Volunteers worked for about three or four hours on Sept. 26 to reverse the damage, removing the graffiti as best they could. One parishioner, who owns a power washing company, applied his trade to cleaning the swastikas off of the cathedral’s stained-glass windows.
“The world anticipates a typical aggressive response from those who undergo persecution,” said Father Shaba, “but as faithful Catholics, we approach it in a different lens; and that lens is the cross. Focusing on the cross allows us to offer any sufferings we may encounter to Christ.”
Despite parishioners’ hard work, they were unable to remove all traces of the vandalism. Father Shaba said that more extensive restoration work will be required.

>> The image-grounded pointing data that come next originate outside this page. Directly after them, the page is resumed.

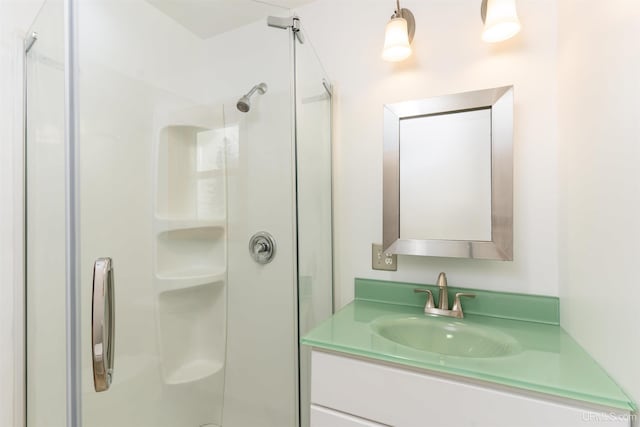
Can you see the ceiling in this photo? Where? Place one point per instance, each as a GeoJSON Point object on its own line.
{"type": "Point", "coordinates": [206, 18]}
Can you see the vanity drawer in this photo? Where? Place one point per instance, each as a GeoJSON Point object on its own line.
{"type": "Point", "coordinates": [323, 417]}
{"type": "Point", "coordinates": [405, 398]}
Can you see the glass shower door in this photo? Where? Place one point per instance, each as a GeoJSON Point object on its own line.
{"type": "Point", "coordinates": [314, 203]}
{"type": "Point", "coordinates": [45, 220]}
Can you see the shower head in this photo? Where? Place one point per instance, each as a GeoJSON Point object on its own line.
{"type": "Point", "coordinates": [244, 103]}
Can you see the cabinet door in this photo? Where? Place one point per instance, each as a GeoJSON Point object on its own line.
{"type": "Point", "coordinates": [403, 398]}
{"type": "Point", "coordinates": [323, 417]}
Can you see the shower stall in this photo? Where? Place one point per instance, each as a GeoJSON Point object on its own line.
{"type": "Point", "coordinates": [178, 213]}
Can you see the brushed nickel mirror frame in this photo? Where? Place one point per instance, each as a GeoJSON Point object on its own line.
{"type": "Point", "coordinates": [500, 101]}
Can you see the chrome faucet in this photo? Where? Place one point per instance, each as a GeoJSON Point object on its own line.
{"type": "Point", "coordinates": [443, 300]}
{"type": "Point", "coordinates": [443, 297]}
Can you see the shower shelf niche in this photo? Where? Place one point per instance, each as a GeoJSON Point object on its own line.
{"type": "Point", "coordinates": [189, 229]}
{"type": "Point", "coordinates": [177, 280]}
{"type": "Point", "coordinates": [170, 224]}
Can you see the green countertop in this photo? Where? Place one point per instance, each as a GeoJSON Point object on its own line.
{"type": "Point", "coordinates": [551, 362]}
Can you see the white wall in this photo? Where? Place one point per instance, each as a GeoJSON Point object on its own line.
{"type": "Point", "coordinates": [449, 57]}
{"type": "Point", "coordinates": [599, 145]}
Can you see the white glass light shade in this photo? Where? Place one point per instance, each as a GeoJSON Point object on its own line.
{"type": "Point", "coordinates": [501, 22]}
{"type": "Point", "coordinates": [396, 41]}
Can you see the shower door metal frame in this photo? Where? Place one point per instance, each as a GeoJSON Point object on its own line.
{"type": "Point", "coordinates": [72, 283]}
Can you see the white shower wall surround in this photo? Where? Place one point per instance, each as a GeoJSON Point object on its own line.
{"type": "Point", "coordinates": [173, 182]}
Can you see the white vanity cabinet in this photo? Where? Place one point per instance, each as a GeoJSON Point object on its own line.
{"type": "Point", "coordinates": [350, 392]}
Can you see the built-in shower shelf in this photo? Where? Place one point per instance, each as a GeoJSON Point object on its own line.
{"type": "Point", "coordinates": [178, 280]}
{"type": "Point", "coordinates": [193, 371]}
{"type": "Point", "coordinates": [168, 224]}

Among other things, he said, the cathedral’s sturdy, old, wooden doors will probably have to be sanded down or maybe even replaced, the stained-glass windows will likely have to be replaced as well, and more must be done to remove the lingering stains from the spray paint on the concrete outside the entrance.

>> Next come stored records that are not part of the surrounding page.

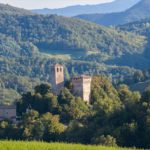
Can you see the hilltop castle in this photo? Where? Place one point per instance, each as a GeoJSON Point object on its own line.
{"type": "Point", "coordinates": [81, 85]}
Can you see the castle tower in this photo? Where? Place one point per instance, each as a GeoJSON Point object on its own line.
{"type": "Point", "coordinates": [82, 87]}
{"type": "Point", "coordinates": [57, 78]}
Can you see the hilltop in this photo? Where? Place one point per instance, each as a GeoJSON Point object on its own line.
{"type": "Point", "coordinates": [10, 10]}
{"type": "Point", "coordinates": [31, 43]}
{"type": "Point", "coordinates": [114, 6]}
{"type": "Point", "coordinates": [139, 11]}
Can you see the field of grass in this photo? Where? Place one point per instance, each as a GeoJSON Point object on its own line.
{"type": "Point", "coordinates": [9, 145]}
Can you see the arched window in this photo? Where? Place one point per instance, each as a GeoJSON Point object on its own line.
{"type": "Point", "coordinates": [57, 69]}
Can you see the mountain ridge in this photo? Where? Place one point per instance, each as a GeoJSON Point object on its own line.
{"type": "Point", "coordinates": [115, 6]}
{"type": "Point", "coordinates": [139, 11]}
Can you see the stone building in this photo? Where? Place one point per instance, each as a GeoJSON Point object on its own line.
{"type": "Point", "coordinates": [82, 87]}
{"type": "Point", "coordinates": [8, 112]}
{"type": "Point", "coordinates": [57, 78]}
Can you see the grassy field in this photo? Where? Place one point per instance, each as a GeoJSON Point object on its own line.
{"type": "Point", "coordinates": [9, 145]}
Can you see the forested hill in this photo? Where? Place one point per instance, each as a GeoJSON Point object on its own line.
{"type": "Point", "coordinates": [27, 43]}
{"type": "Point", "coordinates": [141, 28]}
{"type": "Point", "coordinates": [60, 33]}
{"type": "Point", "coordinates": [109, 7]}
{"type": "Point", "coordinates": [139, 11]}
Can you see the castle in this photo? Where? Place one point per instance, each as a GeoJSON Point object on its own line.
{"type": "Point", "coordinates": [81, 85]}
{"type": "Point", "coordinates": [8, 112]}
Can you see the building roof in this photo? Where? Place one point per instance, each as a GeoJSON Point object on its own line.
{"type": "Point", "coordinates": [7, 107]}
{"type": "Point", "coordinates": [81, 77]}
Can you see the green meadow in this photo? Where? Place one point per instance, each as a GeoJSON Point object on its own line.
{"type": "Point", "coordinates": [9, 145]}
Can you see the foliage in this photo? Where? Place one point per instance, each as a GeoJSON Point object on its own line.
{"type": "Point", "coordinates": [52, 146]}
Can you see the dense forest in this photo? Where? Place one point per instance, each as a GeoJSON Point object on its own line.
{"type": "Point", "coordinates": [116, 116]}
{"type": "Point", "coordinates": [30, 44]}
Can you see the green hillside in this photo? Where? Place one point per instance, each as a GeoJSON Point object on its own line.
{"type": "Point", "coordinates": [140, 86]}
{"type": "Point", "coordinates": [139, 11]}
{"type": "Point", "coordinates": [30, 44]}
{"type": "Point", "coordinates": [53, 146]}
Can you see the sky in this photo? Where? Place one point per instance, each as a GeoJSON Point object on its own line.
{"type": "Point", "coordinates": [35, 4]}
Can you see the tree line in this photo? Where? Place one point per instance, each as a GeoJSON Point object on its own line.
{"type": "Point", "coordinates": [115, 117]}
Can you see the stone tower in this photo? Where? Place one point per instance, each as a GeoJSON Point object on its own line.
{"type": "Point", "coordinates": [82, 87]}
{"type": "Point", "coordinates": [57, 78]}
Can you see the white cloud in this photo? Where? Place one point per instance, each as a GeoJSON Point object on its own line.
{"type": "Point", "coordinates": [32, 4]}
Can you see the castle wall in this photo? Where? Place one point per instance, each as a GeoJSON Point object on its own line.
{"type": "Point", "coordinates": [8, 112]}
{"type": "Point", "coordinates": [82, 87]}
{"type": "Point", "coordinates": [57, 78]}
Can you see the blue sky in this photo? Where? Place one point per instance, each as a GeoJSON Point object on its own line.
{"type": "Point", "coordinates": [32, 4]}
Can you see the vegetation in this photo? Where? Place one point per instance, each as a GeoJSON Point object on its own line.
{"type": "Point", "coordinates": [139, 11]}
{"type": "Point", "coordinates": [12, 145]}
{"type": "Point", "coordinates": [116, 116]}
{"type": "Point", "coordinates": [29, 45]}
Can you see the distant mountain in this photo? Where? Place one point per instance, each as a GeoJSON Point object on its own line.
{"type": "Point", "coordinates": [30, 44]}
{"type": "Point", "coordinates": [115, 6]}
{"type": "Point", "coordinates": [139, 11]}
{"type": "Point", "coordinates": [10, 10]}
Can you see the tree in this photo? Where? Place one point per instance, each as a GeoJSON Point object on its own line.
{"type": "Point", "coordinates": [104, 140]}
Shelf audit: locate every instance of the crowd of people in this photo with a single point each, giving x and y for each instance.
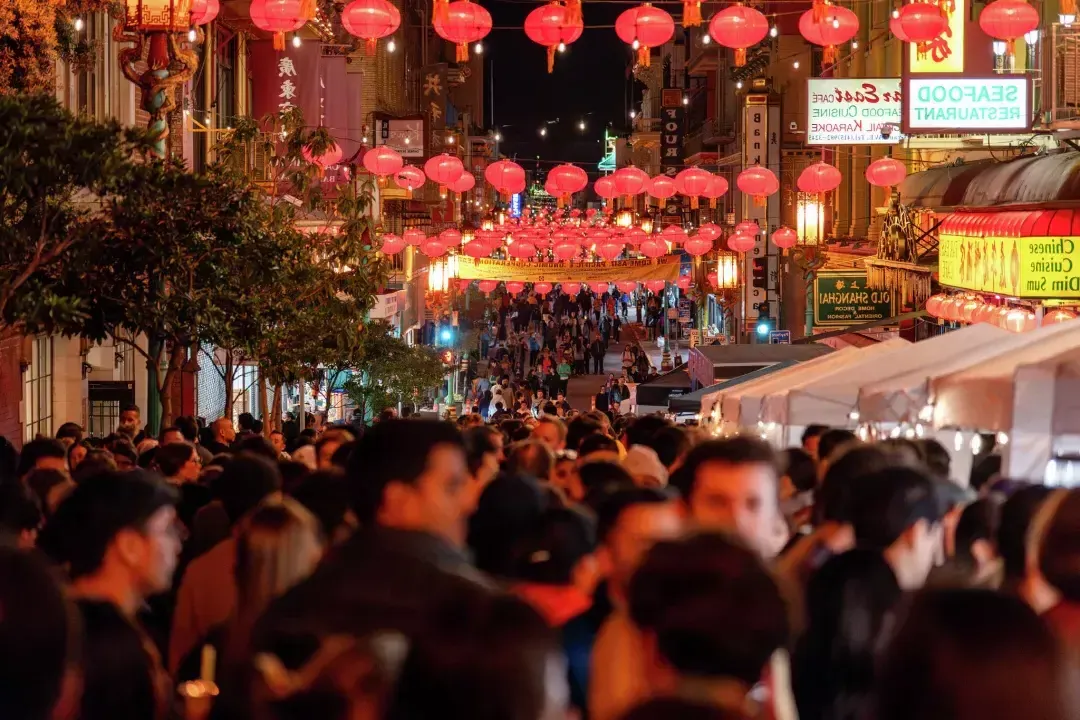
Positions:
(532, 347)
(529, 569)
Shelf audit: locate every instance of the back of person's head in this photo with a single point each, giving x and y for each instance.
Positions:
(245, 480)
(1060, 547)
(972, 654)
(85, 524)
(39, 632)
(550, 555)
(531, 458)
(482, 659)
(713, 608)
(393, 451)
(39, 449)
(1016, 515)
(509, 510)
(891, 501)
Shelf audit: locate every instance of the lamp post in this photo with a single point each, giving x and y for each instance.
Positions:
(156, 27)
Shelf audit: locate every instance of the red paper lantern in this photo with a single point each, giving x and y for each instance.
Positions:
(369, 21)
(278, 16)
(829, 27)
(784, 238)
(409, 178)
(741, 243)
(739, 27)
(697, 246)
(443, 170)
(819, 177)
(382, 161)
(462, 22)
(643, 28)
(758, 181)
(553, 25)
(392, 244)
(1008, 19)
(919, 22)
(204, 11)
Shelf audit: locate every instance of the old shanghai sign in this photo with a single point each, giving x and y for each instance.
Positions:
(853, 111)
(842, 298)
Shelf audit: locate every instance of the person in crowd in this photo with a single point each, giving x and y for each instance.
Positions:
(733, 485)
(117, 538)
(972, 654)
(629, 522)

At Our Mother of Perpetual Help Parish, swastikas were spray-painted on one of the church walls. Parishioners responded with the same generous spirit as their counterparts at St. Peter’s. They volunteered on Sept. 26 to repair the damage at no cost to the parish.

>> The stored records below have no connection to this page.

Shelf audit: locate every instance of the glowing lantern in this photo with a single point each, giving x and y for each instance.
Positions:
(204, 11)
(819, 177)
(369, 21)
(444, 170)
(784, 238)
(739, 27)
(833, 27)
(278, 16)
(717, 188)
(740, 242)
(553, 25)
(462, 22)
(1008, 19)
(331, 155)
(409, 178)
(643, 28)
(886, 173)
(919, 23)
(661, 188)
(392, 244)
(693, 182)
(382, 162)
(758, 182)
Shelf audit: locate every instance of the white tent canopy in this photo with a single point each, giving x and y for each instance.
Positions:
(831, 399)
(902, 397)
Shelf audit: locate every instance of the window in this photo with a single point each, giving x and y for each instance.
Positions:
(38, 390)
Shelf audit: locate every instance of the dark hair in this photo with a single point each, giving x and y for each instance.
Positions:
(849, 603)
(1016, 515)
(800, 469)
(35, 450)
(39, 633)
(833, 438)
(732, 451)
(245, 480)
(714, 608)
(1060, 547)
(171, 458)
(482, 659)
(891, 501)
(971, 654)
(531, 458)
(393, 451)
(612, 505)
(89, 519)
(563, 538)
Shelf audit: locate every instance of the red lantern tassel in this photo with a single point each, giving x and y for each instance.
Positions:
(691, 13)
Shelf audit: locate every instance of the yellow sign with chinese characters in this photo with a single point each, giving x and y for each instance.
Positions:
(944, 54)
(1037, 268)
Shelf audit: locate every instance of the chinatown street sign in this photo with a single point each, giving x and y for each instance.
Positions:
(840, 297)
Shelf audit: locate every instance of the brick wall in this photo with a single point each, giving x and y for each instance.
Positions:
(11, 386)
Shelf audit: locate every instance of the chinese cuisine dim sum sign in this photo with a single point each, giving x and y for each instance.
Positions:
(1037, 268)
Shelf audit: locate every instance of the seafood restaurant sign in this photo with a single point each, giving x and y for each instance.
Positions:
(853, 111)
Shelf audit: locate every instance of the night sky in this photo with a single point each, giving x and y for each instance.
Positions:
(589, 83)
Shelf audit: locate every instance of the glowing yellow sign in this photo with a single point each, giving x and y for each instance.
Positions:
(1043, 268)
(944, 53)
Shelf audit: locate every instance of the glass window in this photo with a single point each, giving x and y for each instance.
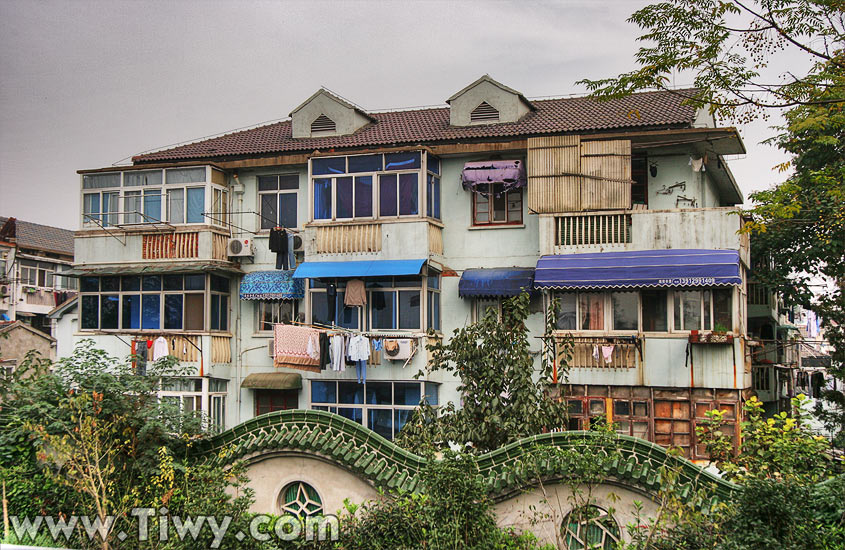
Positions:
(625, 310)
(654, 310)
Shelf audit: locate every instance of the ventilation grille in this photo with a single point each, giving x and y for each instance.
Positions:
(324, 124)
(484, 112)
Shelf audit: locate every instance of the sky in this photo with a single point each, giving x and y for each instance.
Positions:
(87, 84)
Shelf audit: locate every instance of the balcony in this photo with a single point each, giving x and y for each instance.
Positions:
(373, 240)
(578, 232)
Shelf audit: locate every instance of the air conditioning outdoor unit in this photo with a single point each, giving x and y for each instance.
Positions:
(398, 349)
(239, 247)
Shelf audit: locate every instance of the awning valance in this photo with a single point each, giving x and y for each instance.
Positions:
(642, 268)
(273, 381)
(505, 281)
(272, 285)
(509, 172)
(368, 268)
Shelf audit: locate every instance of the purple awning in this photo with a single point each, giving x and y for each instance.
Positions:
(509, 172)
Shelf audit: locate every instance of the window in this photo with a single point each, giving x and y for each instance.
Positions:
(374, 186)
(384, 407)
(274, 312)
(301, 500)
(484, 113)
(277, 198)
(492, 206)
(154, 302)
(267, 401)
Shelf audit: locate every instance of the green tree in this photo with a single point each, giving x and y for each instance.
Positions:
(503, 398)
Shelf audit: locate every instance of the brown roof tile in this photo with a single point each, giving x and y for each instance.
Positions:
(581, 114)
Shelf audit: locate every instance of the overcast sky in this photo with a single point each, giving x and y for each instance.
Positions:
(86, 84)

“In the church, we are one family. When we need help, everybody comes to give time,” said the pastor, Msgr. Emad Hanna Al-Shaikh, who expressed appreciation for the many parishioners, including youth group members, who joined together to remove the graffiti within hours.
Two days after the graffiti incident, Our Mother of Perpetual Help was victimized a second time when a collection box beneath a statue of the Virgin Mary was broken and donations inside were stolen. Msgr. Al-Shaikh estimates that there might have been about $150 in the collection box at the time of the theft.
The monsignor said the collection box has been targeted on perhaps six previous occasions. But this time, it was damaged much more than it had been in the past. However, like the graffiti, the collection box also was generously repaired at no charge.
Msgr. Al-Shaikh has encouraged his parishioners to pray for the people who have vandalized the church.
“They need a lot of prayer,” he said.
To those who broke into the collection box, he offers a reminder that the parish is willing to assist anyone who is struggling because of a lack of money or food. They need only ask.
“No need to break the box for a couple dollars,” he said.
Father Shaba also has a message for those who attacked the cathedral. Focusing less on the physical damage they caused and more on the damage to their own souls, he said, “It wasn’t worth it. Repent.”